5- Quando abordamos o tema da formação ética do magistrado, nos deparamos com o ensino extremamente tecnicista que as faculdades de direito conferem aos seus alunos, em detrimento do ensino humanístico. Este poderia ser alegado como um fator preponderante numa eventual formação ética deficitária por parte do julgador, comprometendo-lhe a completa visão dos problemas jurídicos?
R:
O ensino tecnicista não é fator preponderante no que atine à formação ética em sentido amplo. O magistrado deve possuir três virtudes principais, que devem nortear-lhe o comportamento, a conduta e o desempenho do juiz: cultura, honestidade e coragem, tema bem abordado pelo Des. Acácio Cambi em nossa obra. Por óbvio, uma maior dose de ensino humanista nas faculdades contribuiria muito para a formação ética do juiz. Mas há princípios que não se absorvem com mera leitura ou debate. É preciso tratar desse assunto, com profundidade, nos cursos de iniciação à magistratura. A honestidade é atributo que não se ensina. Mas o debate sobre condutas éticas colaboraria muito para que a conduta ética do magistrado não sofresse qualquer desvio, ainda que involuntário. É preciso levar cada vez mais a sério o período do estágio probatório do magistrado (dois anos; vitaliciamento), retirando da carreira, a tempo, aqueles que, demonstrem não ser vocacionados, éticos e corajosos (e é o tempo que demonstra essas virtudes).

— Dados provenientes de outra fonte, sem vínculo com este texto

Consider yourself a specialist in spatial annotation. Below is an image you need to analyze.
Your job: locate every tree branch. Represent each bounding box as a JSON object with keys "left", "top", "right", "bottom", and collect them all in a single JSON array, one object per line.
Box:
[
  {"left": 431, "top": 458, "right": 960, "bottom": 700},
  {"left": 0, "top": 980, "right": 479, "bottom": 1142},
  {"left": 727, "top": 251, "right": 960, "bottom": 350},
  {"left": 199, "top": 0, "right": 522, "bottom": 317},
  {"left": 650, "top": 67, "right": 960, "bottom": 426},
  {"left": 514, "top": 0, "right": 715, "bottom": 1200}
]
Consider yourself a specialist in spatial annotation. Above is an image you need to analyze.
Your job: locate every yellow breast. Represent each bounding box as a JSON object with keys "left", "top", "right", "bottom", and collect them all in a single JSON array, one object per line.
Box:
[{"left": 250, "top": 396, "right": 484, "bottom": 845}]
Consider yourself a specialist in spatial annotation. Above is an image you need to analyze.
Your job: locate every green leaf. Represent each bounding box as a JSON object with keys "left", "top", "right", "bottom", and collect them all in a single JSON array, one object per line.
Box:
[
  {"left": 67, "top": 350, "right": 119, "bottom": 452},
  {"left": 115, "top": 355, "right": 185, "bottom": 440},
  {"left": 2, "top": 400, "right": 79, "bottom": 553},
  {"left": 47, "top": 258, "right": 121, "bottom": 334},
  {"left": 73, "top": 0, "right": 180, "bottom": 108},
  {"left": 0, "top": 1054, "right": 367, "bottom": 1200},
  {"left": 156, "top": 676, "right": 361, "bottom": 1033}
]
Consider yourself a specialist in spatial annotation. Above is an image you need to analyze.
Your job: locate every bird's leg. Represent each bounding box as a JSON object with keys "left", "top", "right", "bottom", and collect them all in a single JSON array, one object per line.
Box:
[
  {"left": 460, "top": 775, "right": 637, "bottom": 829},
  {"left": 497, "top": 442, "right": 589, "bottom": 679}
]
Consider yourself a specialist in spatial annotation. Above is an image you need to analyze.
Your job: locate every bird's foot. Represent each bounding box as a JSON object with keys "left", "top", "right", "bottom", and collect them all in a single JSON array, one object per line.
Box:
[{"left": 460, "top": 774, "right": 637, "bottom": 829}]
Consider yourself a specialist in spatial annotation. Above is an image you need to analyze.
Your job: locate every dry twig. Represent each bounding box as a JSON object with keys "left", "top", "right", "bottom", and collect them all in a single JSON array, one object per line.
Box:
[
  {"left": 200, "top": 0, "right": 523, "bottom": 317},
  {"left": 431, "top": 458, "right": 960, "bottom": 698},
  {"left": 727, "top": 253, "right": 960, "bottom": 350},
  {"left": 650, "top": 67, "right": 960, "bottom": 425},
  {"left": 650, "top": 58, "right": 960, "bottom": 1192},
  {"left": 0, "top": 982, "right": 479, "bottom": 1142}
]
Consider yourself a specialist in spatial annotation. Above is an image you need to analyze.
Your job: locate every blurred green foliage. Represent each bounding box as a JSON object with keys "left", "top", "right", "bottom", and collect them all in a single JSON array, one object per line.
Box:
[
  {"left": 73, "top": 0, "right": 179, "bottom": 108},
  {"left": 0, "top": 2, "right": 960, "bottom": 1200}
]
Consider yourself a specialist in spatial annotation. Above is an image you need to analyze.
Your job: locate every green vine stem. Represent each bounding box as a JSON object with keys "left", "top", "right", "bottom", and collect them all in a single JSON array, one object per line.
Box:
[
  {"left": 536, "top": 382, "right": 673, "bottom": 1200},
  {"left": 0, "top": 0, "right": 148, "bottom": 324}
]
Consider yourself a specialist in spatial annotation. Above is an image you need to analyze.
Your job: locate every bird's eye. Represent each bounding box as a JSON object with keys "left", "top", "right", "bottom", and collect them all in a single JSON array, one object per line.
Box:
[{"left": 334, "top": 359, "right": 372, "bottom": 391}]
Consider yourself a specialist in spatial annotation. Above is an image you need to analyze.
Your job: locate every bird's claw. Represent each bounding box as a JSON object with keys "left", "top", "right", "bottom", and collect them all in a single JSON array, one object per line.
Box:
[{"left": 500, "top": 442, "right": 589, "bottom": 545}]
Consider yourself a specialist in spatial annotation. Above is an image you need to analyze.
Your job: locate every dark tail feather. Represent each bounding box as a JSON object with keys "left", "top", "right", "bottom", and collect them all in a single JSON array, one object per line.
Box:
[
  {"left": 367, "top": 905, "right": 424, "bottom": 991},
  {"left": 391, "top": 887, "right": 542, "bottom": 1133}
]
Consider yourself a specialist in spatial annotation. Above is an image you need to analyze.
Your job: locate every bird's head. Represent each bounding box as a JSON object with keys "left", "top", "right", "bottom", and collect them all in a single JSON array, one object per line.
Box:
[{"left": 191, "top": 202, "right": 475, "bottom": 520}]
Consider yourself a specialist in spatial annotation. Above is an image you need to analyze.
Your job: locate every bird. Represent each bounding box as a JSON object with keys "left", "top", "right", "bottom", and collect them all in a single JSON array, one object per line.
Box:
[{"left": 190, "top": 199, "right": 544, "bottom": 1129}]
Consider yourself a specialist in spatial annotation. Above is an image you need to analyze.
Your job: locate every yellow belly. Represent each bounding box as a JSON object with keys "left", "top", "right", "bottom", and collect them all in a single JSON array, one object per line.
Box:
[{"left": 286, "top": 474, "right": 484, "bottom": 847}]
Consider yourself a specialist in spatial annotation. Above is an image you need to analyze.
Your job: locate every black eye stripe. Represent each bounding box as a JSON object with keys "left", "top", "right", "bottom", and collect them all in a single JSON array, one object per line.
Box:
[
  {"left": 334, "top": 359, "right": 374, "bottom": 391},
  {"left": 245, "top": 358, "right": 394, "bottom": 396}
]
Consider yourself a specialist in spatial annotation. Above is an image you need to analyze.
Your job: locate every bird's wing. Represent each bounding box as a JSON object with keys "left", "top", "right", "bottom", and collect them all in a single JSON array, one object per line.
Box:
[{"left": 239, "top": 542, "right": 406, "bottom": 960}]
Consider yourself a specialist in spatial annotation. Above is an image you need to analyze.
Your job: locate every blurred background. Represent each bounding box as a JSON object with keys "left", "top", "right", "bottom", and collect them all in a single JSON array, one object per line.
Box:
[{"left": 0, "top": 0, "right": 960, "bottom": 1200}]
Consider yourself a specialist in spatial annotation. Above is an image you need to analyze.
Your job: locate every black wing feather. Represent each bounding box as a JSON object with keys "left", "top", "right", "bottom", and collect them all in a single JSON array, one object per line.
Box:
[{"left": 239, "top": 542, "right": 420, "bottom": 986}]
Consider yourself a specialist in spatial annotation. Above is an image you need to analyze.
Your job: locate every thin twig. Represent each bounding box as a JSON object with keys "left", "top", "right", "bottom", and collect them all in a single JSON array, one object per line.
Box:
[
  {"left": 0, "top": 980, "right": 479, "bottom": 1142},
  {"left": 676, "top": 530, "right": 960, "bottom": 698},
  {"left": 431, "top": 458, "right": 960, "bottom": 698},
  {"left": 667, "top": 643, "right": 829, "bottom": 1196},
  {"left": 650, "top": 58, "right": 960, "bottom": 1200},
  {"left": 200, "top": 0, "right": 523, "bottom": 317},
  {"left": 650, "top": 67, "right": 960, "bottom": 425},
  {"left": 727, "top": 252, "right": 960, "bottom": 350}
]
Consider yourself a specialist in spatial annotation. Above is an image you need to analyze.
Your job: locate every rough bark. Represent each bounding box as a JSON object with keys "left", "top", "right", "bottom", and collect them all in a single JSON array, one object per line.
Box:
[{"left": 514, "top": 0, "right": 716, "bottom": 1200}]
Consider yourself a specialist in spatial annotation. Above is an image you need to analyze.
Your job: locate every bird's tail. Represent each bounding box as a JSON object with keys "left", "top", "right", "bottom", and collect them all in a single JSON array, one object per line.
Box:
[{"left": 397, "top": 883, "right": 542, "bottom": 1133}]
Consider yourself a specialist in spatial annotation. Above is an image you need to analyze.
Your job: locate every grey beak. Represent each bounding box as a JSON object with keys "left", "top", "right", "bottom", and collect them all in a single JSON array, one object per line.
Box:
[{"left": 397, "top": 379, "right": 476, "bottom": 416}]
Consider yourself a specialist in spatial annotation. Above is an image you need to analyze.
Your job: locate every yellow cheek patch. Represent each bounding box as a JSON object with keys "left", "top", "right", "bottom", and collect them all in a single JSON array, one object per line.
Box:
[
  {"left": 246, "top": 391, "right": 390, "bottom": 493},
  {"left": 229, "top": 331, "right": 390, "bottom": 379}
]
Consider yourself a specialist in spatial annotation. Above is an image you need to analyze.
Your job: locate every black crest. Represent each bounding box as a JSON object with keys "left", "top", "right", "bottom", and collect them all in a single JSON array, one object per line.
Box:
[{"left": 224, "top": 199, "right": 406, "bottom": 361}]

6-  No Brasil, que cuidados estão sendo tomados para que a formação e recrutamento de juízes, obtenham a máxima eficácia possível?
R:
Como já abordei, a nossa Constituição Federal, após a EC 45, traz avanços nessa área. O trabalho do Desembargador paulista José Renato Nalini em nossa obra analisa com propriedade essas novidades, clamando por uma evolução ao estilo francês e português, em que o novo magistrado passa por um longo período de observação e preparo antes de assumir suas funções. Em suma, estamos evoluindo tardiamente, pois, há mais de 40 anos, o Professor Moniz de Aragão chamou a atenção da classe jurídica e política sobre o tema.